= Workington School =

Former school in Cumbria, England

Workington County Technical and Secondary School was a secondary school in Workington, Cumbria, England, from 1912 to 1984.

It opened on 17 September 1912. At that time it was situated to the north of Vulcans Park, on the site now occupied by the hospital. The first principal was G.H. Woolatt Ph.D FIC., known as Dr. Woolatt. At the opening ceremony he spoke of his plan to divide the school into day secondary and trades departments. An advertisement in Nature in 1916 shows the school advertising for a principal assistant in the technical department, which comprised "(1) a Junior Technical School; (2) Day Apprentice Classes; (3) the usual Evening Classes".

The town was immensely proud of its school and for many years it was referred to as 'The College'.

The Education Act of 1944 meant that from 1945 two establishments co-existed on the same Park Lane site:
the original college ("the Tech"); and the newly created Grammar School ("Workington Grammar School").

The opening of a totally new Grammar School building, at Stainburn in September 1954, meant development of the Workington Technical College could continue to take place on the original site.

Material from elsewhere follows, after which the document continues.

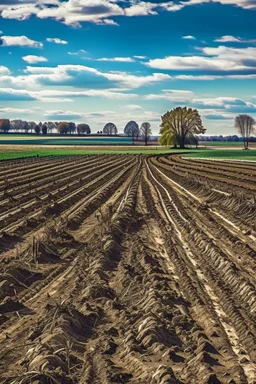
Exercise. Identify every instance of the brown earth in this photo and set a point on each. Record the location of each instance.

Speaking on the occasion of the school's 50th anniversary, Grammar School headmaster, E.H. Mander said, 'The foundation of the school originally was an act of faith, faith in the value of education, faith in the future of the local area centred in Workington, faith in the capacity of sons and daughters of local families to justify the new opportunity for the acquiring of learning and practical skills, and above all faith in the supremacy and triumph of the good and the best in life.' The speech is recorded in The Wyrkentonian, the Grammar School's magazine, golden jubilee edition.

The National Archives holds the archives of Workington County Technical and Secondary School from 1921 to 1935 and of The Cumberland Technical College, described as "formerly part of Workington County Technical and Secondary School", from 1938 to 1945.